Here is what I know 32' with slide. Slide is the kitchen table/bed + a 2 seat sofa next to it (i would guess about 12 wide total)

Accross from the slide on the left is the kitchen(pantry, cabinets, sink, microwave, stove, not sure about oven, refrigerator/freezer. To the right is the TV and a recliner. 

In the mid section is the bathroom and shower.
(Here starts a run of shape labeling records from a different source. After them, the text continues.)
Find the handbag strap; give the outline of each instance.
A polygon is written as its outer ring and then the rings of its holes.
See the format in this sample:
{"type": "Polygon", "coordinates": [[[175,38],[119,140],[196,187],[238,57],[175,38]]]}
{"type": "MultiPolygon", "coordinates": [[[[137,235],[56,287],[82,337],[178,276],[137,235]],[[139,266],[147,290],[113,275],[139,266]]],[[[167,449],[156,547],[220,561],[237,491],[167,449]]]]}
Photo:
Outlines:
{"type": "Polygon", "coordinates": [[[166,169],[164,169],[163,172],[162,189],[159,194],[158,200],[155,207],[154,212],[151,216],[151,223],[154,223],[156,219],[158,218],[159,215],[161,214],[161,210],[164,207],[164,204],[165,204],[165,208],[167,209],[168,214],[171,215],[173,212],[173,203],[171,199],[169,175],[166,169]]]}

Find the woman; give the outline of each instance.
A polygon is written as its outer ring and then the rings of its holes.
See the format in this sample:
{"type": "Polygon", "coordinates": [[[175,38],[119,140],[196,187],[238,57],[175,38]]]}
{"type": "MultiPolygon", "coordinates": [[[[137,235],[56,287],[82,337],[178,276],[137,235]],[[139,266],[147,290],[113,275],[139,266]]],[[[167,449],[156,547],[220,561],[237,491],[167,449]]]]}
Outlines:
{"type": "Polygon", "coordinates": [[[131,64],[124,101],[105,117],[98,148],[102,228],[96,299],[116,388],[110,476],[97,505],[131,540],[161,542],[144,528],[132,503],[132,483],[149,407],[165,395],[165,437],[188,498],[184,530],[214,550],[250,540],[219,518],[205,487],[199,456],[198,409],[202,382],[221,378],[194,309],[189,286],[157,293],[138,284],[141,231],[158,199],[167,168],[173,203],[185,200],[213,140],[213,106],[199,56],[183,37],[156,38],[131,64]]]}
In the backk is the main bedroom. Queen maybe a king sized bed and a TV


----------



## gilly (Apr 3, 2002)

I can tell you a 32' with a slide will be way past my towing 5,000 lb weight. We have stumbled on to a new floorplan we really like and all the manufacturers seem to make. It is a 27BH. I has a queen walk around up front and a sofa just beyond it perpendicular to the trailer side. Dinette and kitchen in the middle. A double bed in one back corner with a single bunk above and the bathroom in the opposing rear corner. Have found some right in the 4,800 lb mark so we would have just enough weight left for our clothes/food as we would never travel with full tanks. These units are plenty big though coming in around 28 1/2'. Down side is we loose the fiberglass sides and slideout but from I have been seeing a slide might be another source for a leak. With the sofa and dinette separated and not parallel/across form one another it opens up that area as well in this floorplan. Any comments?


----------